La vivienda: un grave problema social respecto a la demanda y la oferta

Autor: Roberto Gómez . © ecobachillerato.com

 

    El Gobierno no lo tiene fácil con el problema de la vivienda. Existe una cierta unanimidad en que no se debería haber permitido que los precios se disparasen. Pero, de cara al futuro, tan importante es impedir que continúen subiendo a tasas disparatadas como que se desplomen con graves consecuencias para la economía

                                                                                                                            En el mercado de la vivienda, al igual que en cualquier mercado libre, los precios dependen de la oferta y la demanda.  Habrá que actuar por tanto sobre alguna de estas dos variables. Una forma sería restringiendo la demanda, lo que aparte de no resultar viable sería además un inconveniente. La contención de precios es un medio para hacer asequible la vivienda al mayor número de personas pero ¿de qué sirve que no suban los precios de las casas si es a costa de que los ciudadanos no tengan acceso a ellas?

Tampoco parece que la mejor política para mantener el precio sea actuar por el lado de la demanda mediante subvenciones, tal como en este momento proyecta el Ministerio. El efecto puede ser el contrario al que se pretende conseguir (aumentar la demanda para que la gente compre mas pisos). Se incentivará la demanda y es muy posible que los recursos públicos terminen en manos de promotores y constructores por la vía de una elevación del precio. Por otra parte, las subvenciones dirigidas a colectivos concretos siempre conllevan algo de arbitrario: ¿por qué sólo a los jóvenes?; y la capacidad económica resulta a menudo difícil de calcular.  Se puede dar la paradoja de que aquellos que defraudan tengan acceso a ayudas que estarían restringidas a los que tienen sus ingresos controlados por una nómina.

Las actuaciones públicas deberían acometerse principalmente desde el lado de la oferta, incrementando ésta todo lo que fuese necesario para que los precios no se elevasen. En primer lugar, habría que movilizar las casas vacías promoviendo un mercado de alquiler; pero la vivienda es un bien de primera necesidad por lo que parece justo que nadie sea desalojado de su casa ante necesidades económicas sobrevenidas, pero el coste de la medida debe recaer sobre el Estado y no sobre el arrendador, ya que de lo contrario el riesgo le hará inhibirse de poner el piso en alquiler que es lo que sucede en la actualidad.

Otro medio para bajar los costes es aumentando la oferta de obra nueva. Este nos conduce al asunto del suelo disponible. La solución no puede provenir de su liberalización, como pretenden los conservadores, pero sí de que los poderes públicos pongan en el mercado todo el suelo urbano necesario, y a los precios adecuados, para que la oferta de viviendas se incremente. Claro que de nada vale que exista suelo recalificado si se permite que se retenga, jugando especulativamente con una elevación del precio.

 

La vivienda sube en España un 15% cada año

El precio medio de la vivienda en España se incrementó en casi un 15% cada año en el período que va desde 1998 a 2004, mientras que la inflación se ha situado en un 3% de media anual.

Para explicar este importante crecimiento del precio de la vivienda, hay que  mirar diversos factores como el crecimiento de la renta fija disponible de los hogares en algo más de un 3% de media por año en dicho período, el pronunciado descenso de los tipos de interés de los bancos o el aumento de la inmigración, que ha elevado el ritmo de crecimiento de los hogares hasta una cifra superior a los 250.000 anuales.

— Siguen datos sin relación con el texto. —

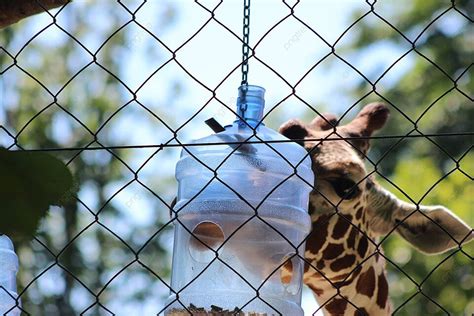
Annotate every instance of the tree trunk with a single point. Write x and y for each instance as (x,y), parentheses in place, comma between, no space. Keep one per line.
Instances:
(12,11)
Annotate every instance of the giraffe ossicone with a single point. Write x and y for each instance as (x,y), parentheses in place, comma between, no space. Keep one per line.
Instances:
(350,212)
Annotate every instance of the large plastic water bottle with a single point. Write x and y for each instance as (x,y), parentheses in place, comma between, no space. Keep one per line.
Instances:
(8,270)
(241,219)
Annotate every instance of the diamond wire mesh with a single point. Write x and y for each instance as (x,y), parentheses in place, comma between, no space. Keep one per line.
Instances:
(95,144)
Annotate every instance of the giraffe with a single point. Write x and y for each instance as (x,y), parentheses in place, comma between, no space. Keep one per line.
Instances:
(345,267)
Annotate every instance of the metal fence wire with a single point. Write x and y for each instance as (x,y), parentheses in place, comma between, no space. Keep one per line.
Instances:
(337,302)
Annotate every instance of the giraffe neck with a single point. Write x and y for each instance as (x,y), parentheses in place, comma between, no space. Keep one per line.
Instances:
(342,257)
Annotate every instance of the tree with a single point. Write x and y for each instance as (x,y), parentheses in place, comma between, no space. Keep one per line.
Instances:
(13,11)
(51,100)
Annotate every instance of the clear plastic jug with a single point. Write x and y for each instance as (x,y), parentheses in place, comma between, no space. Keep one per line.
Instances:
(8,271)
(241,220)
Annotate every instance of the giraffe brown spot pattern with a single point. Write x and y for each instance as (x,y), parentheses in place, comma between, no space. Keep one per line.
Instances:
(362,247)
(361,312)
(342,226)
(382,294)
(337,306)
(351,239)
(316,290)
(317,238)
(343,263)
(366,283)
(332,251)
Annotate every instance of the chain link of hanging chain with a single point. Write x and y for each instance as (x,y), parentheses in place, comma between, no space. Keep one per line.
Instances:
(245,44)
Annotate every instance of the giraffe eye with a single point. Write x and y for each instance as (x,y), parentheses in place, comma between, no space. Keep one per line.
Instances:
(345,188)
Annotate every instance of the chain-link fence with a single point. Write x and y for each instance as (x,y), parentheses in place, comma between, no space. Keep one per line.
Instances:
(111,243)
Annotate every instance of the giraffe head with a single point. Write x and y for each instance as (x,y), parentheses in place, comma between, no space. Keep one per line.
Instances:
(350,211)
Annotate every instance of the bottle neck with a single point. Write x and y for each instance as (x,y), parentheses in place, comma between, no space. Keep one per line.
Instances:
(250,105)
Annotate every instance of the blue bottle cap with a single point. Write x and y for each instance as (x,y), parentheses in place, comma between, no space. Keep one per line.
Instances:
(250,104)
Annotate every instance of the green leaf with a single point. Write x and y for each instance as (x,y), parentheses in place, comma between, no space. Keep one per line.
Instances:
(30,183)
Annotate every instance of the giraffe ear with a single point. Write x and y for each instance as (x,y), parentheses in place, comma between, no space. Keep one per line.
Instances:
(371,118)
(430,229)
(294,129)
(324,122)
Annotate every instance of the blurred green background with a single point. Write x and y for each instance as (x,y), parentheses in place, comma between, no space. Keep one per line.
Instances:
(53,95)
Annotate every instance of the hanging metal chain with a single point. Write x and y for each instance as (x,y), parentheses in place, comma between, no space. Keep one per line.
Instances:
(245,44)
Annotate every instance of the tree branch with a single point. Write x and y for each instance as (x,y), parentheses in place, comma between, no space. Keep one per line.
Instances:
(12,11)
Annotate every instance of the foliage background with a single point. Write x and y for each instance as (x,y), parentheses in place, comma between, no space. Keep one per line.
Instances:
(115,217)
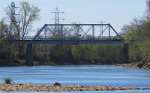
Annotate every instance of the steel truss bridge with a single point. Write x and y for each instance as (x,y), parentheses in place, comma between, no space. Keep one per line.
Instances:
(73,34)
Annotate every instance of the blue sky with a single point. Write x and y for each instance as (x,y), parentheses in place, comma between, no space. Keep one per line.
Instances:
(116,12)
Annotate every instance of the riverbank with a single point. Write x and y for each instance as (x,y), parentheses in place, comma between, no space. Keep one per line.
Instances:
(31,87)
(141,65)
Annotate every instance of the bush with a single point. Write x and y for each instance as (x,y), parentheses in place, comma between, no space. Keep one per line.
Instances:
(8,81)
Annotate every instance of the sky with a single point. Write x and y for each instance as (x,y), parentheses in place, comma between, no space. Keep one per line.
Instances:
(116,12)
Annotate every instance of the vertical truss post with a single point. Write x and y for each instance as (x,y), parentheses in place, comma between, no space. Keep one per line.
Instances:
(126,51)
(109,33)
(29,55)
(93,32)
(62,33)
(78,29)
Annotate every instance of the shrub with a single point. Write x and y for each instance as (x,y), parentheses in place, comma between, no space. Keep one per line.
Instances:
(8,81)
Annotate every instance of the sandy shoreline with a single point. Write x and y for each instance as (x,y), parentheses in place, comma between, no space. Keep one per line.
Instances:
(31,87)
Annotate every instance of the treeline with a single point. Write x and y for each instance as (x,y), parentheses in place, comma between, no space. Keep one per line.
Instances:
(137,34)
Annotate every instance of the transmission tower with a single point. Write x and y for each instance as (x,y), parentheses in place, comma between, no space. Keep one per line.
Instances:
(58,30)
(57,18)
(13,20)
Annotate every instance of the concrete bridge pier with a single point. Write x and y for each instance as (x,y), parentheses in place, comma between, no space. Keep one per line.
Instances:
(29,59)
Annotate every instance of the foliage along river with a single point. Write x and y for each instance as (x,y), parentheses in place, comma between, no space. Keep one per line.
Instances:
(79,75)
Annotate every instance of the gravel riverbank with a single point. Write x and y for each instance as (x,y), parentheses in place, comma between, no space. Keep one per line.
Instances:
(31,87)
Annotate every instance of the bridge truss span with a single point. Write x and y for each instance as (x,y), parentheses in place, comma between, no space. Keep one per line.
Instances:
(77,32)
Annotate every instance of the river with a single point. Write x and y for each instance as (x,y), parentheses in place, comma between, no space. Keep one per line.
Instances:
(79,75)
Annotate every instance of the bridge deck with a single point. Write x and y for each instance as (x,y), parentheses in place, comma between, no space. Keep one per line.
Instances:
(71,42)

El problema está cuando nos preguntamos la pregunta que está actualmente de moda: ¿Hasta cuándo esta subida de precios?

Muchas son las previsiones y estadísticas que se hacen sobre esta pregunta, pero ninguna señala una respuesta clara y definitiva, puesto que la demanda y la oferta, como he explicado anteriormente dependen de muchos y diversos factores.

Todo apunta a que en los próximos años los precios sigan subiendo, pero lo mas probable es que no se disparen tanto como en los últimos  6-7 años, donde en algunas ciudades como Madrid y Barcelona se han incrementado en más de un 100% en viviendas libres.